Hi! ! ! ! Thanks for your Channel! ! ! What if the stimulant response associated with glutamate predominates in a disorderly, erratic and disseminated way when using psychedelics? How is that response controlled? Thanks! ! ! Paula Bustamante.
If a psychedelic binds to a 5-HT2A receptor and causes more glutmate to fire and more AMPA receptors to be recruited, is that then what they call Long term potentiation (LTP)?
Dear Manesh. Thank your for your scientific contribution. I have a technical question to ask: According to what you explained, since the most activated receptor by psychedelic is the 5-HT2a, the result is the increase of excitatory neurotransmitter glutamate release (predominant to Gaba). Consequently the net effect is the increase of neurons activation in the brain. In this regard, I wonder whether the iperattivation of Ampa receptors and the amplification of glutamate signals, could represent an hazard for people suffering from psychiatric and neurological diseases related to an iperattivation of glutamatergic neurotransmission. Thank you.
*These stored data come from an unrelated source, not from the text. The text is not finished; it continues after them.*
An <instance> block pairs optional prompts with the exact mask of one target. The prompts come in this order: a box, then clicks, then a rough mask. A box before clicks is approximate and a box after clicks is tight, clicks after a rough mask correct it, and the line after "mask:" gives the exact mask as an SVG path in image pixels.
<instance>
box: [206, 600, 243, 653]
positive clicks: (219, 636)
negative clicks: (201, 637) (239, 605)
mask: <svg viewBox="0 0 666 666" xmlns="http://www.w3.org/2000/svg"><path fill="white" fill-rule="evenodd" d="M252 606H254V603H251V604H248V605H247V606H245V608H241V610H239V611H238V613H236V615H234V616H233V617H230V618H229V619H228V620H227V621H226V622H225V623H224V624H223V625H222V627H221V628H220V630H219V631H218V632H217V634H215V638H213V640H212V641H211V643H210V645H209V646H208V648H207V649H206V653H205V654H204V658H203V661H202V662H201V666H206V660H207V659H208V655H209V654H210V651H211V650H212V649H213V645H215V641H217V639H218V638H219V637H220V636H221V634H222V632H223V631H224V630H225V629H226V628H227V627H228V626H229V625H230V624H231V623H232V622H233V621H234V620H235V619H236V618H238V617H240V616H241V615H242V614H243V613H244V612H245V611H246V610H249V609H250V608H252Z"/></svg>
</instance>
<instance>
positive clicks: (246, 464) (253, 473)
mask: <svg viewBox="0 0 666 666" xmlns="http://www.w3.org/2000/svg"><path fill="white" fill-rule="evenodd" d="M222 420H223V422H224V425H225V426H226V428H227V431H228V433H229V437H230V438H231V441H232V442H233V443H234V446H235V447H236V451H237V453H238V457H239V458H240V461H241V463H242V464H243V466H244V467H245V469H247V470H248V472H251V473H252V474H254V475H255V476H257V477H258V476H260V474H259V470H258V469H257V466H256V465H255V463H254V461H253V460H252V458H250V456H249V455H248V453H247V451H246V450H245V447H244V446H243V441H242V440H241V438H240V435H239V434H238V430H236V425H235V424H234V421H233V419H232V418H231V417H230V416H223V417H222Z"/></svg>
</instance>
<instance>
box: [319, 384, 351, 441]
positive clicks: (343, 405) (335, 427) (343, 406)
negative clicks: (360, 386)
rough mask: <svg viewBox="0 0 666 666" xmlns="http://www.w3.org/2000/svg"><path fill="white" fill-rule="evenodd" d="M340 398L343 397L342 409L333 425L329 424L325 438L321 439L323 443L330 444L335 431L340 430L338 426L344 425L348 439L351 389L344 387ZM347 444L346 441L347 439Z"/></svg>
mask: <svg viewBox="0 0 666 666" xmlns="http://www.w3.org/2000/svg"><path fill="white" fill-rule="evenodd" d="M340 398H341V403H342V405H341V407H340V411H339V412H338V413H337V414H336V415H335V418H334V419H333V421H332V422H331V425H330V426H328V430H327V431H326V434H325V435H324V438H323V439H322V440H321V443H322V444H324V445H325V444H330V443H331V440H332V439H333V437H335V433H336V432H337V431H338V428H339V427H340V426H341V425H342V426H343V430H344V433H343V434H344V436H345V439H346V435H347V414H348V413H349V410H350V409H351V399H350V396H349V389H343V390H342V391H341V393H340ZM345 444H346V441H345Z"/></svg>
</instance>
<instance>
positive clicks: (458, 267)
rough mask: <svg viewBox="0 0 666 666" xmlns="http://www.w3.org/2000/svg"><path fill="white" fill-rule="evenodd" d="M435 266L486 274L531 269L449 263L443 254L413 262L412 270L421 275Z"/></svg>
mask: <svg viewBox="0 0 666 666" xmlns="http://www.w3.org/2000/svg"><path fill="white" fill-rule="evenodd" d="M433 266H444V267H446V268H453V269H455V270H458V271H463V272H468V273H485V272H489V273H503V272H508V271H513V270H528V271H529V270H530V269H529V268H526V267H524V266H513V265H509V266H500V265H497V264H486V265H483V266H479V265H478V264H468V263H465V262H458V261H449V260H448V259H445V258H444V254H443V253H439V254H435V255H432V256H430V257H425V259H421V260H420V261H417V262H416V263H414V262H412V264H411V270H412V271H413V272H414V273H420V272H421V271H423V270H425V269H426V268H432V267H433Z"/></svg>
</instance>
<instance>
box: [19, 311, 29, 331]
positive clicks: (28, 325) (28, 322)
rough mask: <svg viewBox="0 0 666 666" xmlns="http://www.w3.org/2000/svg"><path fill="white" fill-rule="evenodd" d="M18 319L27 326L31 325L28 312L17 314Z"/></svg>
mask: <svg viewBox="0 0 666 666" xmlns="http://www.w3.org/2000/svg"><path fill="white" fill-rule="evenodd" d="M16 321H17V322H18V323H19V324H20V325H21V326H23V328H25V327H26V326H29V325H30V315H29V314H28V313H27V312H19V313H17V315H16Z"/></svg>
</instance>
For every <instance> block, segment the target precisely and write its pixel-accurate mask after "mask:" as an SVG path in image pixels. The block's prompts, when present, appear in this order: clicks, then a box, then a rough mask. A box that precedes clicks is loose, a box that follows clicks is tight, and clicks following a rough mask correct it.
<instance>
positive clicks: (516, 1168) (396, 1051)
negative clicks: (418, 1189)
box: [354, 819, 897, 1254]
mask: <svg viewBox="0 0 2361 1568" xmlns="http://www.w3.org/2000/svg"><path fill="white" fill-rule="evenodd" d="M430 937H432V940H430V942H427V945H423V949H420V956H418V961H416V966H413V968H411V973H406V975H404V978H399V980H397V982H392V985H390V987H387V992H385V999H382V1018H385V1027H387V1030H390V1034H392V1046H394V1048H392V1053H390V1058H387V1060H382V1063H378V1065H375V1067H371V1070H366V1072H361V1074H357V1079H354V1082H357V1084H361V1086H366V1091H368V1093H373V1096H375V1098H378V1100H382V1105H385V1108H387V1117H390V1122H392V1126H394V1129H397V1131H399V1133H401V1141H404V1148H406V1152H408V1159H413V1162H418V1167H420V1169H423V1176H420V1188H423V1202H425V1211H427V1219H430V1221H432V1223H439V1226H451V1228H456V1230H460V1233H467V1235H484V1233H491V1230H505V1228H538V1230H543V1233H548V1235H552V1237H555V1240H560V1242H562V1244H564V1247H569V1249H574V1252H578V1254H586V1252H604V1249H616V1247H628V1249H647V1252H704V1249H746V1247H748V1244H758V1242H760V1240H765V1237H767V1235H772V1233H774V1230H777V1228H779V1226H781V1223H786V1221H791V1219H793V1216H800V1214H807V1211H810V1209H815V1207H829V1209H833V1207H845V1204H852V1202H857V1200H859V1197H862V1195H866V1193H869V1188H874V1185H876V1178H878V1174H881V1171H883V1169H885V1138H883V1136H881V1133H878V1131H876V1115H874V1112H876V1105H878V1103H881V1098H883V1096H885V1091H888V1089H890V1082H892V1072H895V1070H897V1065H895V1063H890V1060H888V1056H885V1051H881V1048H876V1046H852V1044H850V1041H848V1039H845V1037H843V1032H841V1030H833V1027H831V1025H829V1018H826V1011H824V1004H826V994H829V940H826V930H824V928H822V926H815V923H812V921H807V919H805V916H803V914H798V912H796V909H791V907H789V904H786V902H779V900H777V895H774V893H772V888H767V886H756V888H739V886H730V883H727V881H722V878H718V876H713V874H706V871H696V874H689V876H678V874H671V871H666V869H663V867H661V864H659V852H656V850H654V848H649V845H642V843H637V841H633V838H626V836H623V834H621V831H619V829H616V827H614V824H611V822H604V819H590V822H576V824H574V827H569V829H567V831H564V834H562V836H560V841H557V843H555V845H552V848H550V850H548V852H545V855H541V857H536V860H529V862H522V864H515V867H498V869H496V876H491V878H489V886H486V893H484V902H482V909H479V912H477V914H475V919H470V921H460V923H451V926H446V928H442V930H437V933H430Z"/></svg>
Hi Davide. This is a really good question. I assume you are primarily referring to the possibility of inducing seizures via over excitation of glutamatergic transmission. Interestingly, psychedelics are not known to induce seizures. This is very likely due to two things: (1) the simultaneous effects on GABA attenuates and manages this increased activity and prevents it from spreading uncontrollably and (2) the classic psychedelics all also strongly affect 5-HT1A receptors, which have an inhibitory effect on neuron activity and which counter the effects of 5-HT2A agonism. So there appear to be checks and balances in place which prevent psychedelics from inducing too much glutamatergic stimulation.
hi = I cant find part 2 of this video, its really important for me to get this now you have my full interest and my full attention! that aside, you are a talentented dude. Very useful to me, and for my job. thanks.